Disturbi evolutivi, sale l’attenzione

2 Giugno 2016

I risultati su 300 bambini dell’infanzia: il 30% ha forme di ritardo

PESCARA. Un maggiore impegno di tutte le istituzioni per prevenire forme di disturbo evolutivo in modo da non provocare sconvolgimenti all'interno dei nuclei familiari. È il senso del progetto "La scuola inclusiva" avviato dallo psicologo Franco Criscuolo in collaborazione con la Regione.

Trecento i bambini in età evolutiva che sono stati esaminati: la metà presenta linee evolutive buone e ben integrate all'adattamento. «Dobbiamo mantenere sempre alta l'attenzione», commenta l'assessore Marinella Sclocco, «il progetto Scuola Inclusiva mira proprio a questo: creare le condizioni migliori per prevenire la diverse forme di disturbo evolutivo, ed evitare che sul mondo della scuola si riversino responsabilità legate a possibili ritardi che si possono verificare in fase di certificazione dei disturbi».

Tra le diverse forme di disturbo evolutivo figurano il disturbo del linguaggio e il disturbo affettivo con percentuali vicine al 10%, di poco superiore la percentuale dei bambini con instabilità psicomotoria che comprende la capacità di regolare le competenze, come l'autocontrollo o la capacità di regolare il tono di voce o le reazioni.

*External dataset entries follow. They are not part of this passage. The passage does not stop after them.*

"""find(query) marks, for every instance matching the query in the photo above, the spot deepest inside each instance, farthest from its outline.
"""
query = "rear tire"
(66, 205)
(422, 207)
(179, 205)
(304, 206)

«I dati dicono inoltre che i bambini con ritardo evolutivo sono una piccola percentuale comunque superiore a quei bambini considerati iperattivi», spiega lo psicologo, «dobbiamo lavorare ai processi di maturazione che interessano i più piccoli; le famiglie devono concentrarsi a valorizzare maggiormente i processi di maturazione perché solo in questo modo si riesce a cancellare l'instabilità che segna alcuni comportamenti del bambino».